Mais comme il était faible, il n’a connu que perceptions, réintégrations, punitions, permissions (« C’est comme les couilles, ça se suspend, disait certain adjudant d’escadron), la baise, quoi !
Et, au téléphone, ceux qui l’attendent :
– Tu rentres, ce week-end ?
– Je ne sais pas.
Et pourtant, comme il aurait voulu rentrer !
Quitter un peu ce milieu où 24h/24h, il y a les autres : Ce sont les copains qui vous montent une cathédrale précisément le soir où vous voulez dormir. (Une cathédrale consiste à soulever très vite le pied du lit d’un dormeur. Le lit se retrouve à la verticale, la literie sur le dormeur qui se réveille par terre!)
Ils sont sympas les copains ; ils aiment faire des blagues et on rigole bien avec eux.

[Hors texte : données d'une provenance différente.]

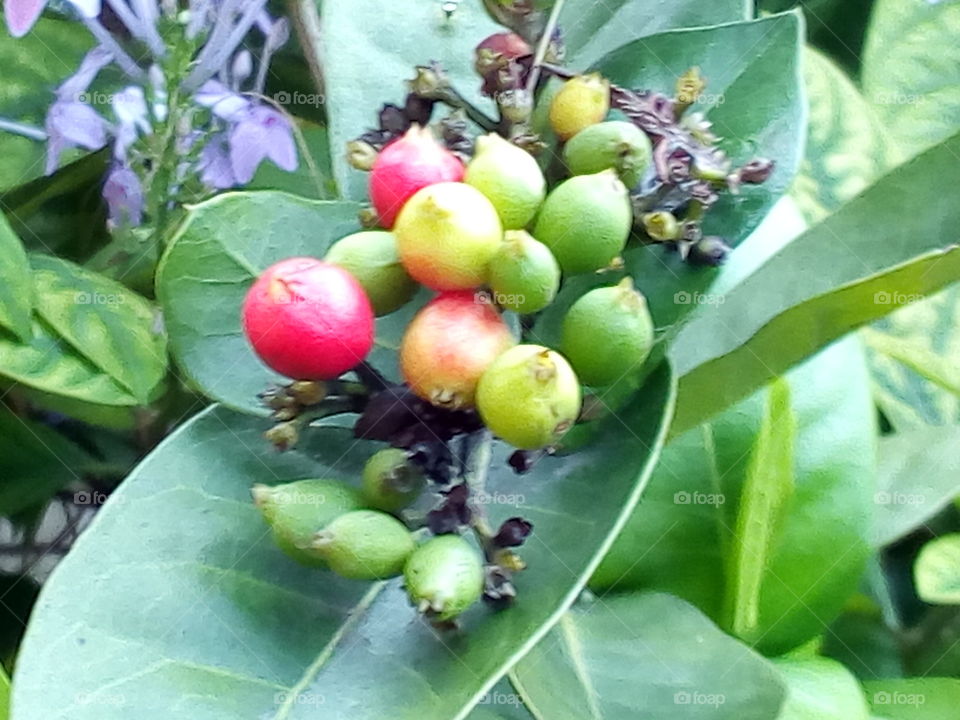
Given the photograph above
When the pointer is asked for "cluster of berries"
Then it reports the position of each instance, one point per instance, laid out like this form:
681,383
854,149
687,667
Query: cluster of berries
487,237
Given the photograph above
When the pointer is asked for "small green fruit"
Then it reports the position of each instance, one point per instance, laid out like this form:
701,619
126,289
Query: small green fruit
390,481
372,258
583,101
529,396
297,510
613,145
444,576
447,233
608,333
365,545
509,177
586,221
524,274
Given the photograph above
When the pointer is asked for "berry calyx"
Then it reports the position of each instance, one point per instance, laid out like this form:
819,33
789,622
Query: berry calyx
582,101
365,545
406,165
608,333
616,145
509,177
586,221
373,259
390,481
448,346
308,319
524,274
444,577
530,397
447,233
296,511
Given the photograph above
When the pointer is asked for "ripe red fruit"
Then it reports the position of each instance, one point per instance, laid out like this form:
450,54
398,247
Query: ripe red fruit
407,165
449,345
308,320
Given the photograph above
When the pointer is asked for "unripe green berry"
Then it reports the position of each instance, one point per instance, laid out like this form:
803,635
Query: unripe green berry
372,258
586,221
365,545
390,481
608,333
524,274
297,510
509,177
529,396
613,145
444,576
582,101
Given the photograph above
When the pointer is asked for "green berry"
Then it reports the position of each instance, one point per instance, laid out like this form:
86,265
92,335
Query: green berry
613,145
524,274
444,576
608,333
297,510
509,177
390,481
586,221
529,396
582,101
365,545
372,258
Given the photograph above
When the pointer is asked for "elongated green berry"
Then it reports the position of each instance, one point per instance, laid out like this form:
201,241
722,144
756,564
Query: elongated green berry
444,576
297,510
613,145
529,396
373,259
390,481
607,334
365,545
509,177
524,274
586,221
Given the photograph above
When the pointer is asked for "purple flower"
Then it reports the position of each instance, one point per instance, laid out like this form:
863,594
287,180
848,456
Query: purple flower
259,133
124,195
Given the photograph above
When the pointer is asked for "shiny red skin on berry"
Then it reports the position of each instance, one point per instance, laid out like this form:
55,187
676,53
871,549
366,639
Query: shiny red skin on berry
448,346
308,319
407,165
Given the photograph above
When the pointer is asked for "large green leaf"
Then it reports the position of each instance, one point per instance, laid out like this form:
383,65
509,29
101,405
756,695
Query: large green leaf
16,286
918,476
591,29
222,247
820,689
33,66
363,72
938,571
679,539
911,69
192,609
861,263
645,657
915,698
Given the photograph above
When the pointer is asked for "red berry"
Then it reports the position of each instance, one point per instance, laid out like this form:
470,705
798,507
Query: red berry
449,345
407,165
308,319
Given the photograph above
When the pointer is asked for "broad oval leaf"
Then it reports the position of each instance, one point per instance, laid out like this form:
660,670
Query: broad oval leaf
861,263
938,571
681,536
645,657
192,608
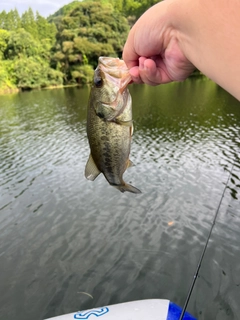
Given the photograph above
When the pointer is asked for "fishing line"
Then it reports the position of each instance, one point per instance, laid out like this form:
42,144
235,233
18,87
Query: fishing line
204,249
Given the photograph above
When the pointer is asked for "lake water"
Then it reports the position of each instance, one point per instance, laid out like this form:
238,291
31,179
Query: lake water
61,235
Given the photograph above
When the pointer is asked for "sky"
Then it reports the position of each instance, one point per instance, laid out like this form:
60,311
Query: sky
44,7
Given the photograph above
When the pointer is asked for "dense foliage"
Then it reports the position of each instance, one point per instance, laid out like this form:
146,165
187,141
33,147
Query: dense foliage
36,52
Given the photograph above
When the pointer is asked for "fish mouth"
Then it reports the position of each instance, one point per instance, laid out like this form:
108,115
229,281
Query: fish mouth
115,71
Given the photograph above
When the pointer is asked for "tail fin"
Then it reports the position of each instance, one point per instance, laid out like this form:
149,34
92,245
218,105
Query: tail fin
127,187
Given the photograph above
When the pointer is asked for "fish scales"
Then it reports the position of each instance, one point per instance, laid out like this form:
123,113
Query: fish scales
109,124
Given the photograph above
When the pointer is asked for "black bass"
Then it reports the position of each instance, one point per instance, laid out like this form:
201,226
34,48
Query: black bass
109,124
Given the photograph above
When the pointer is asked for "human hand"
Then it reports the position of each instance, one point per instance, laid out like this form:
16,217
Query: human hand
153,52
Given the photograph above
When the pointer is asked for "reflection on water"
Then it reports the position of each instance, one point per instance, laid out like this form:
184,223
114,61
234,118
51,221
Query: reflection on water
61,234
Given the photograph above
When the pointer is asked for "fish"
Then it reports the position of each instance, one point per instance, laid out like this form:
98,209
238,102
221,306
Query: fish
110,124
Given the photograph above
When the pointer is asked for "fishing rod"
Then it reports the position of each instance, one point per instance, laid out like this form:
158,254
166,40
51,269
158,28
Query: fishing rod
204,249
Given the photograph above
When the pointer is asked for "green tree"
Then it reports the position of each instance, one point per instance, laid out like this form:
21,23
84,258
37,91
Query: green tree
22,44
4,38
89,30
29,24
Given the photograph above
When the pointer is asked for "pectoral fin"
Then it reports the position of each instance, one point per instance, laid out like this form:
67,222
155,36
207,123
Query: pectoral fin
91,170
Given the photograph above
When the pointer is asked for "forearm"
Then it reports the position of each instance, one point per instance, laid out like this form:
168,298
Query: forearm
208,32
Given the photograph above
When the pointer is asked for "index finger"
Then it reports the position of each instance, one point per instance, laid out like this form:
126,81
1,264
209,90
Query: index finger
129,55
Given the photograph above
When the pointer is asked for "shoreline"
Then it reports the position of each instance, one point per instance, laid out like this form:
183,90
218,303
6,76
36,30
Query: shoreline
7,91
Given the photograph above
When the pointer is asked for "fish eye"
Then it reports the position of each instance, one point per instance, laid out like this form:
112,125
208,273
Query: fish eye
98,82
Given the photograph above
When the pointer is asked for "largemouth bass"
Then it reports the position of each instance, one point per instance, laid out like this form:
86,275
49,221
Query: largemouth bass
109,124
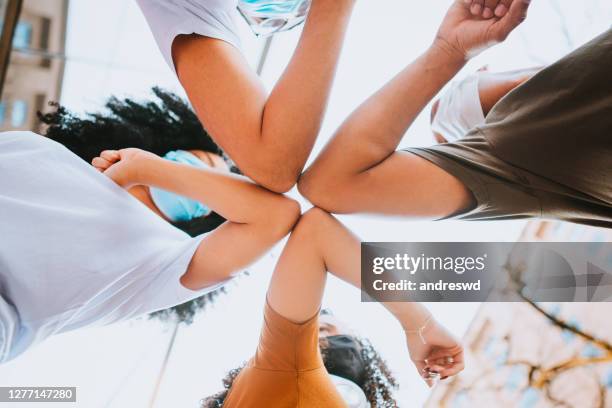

Oui, seulement 24h/24h, c’est long !
Alors, on sort le soir pour se défoncer.
Mais le matin, il faut se lever, faire les servitudes, aller au rapport. Oui, mais avec une gueule d’enfer, ça craint un maximum.
Et on se fait brancher : une fois, deux fois… Et on a droit à un tour gratuit : garde ou renfort de garde, piquet d’intervention, etc.
« Tu rentres ? » entend-il au téléphone.
Alors, il a les boules, mon appelé.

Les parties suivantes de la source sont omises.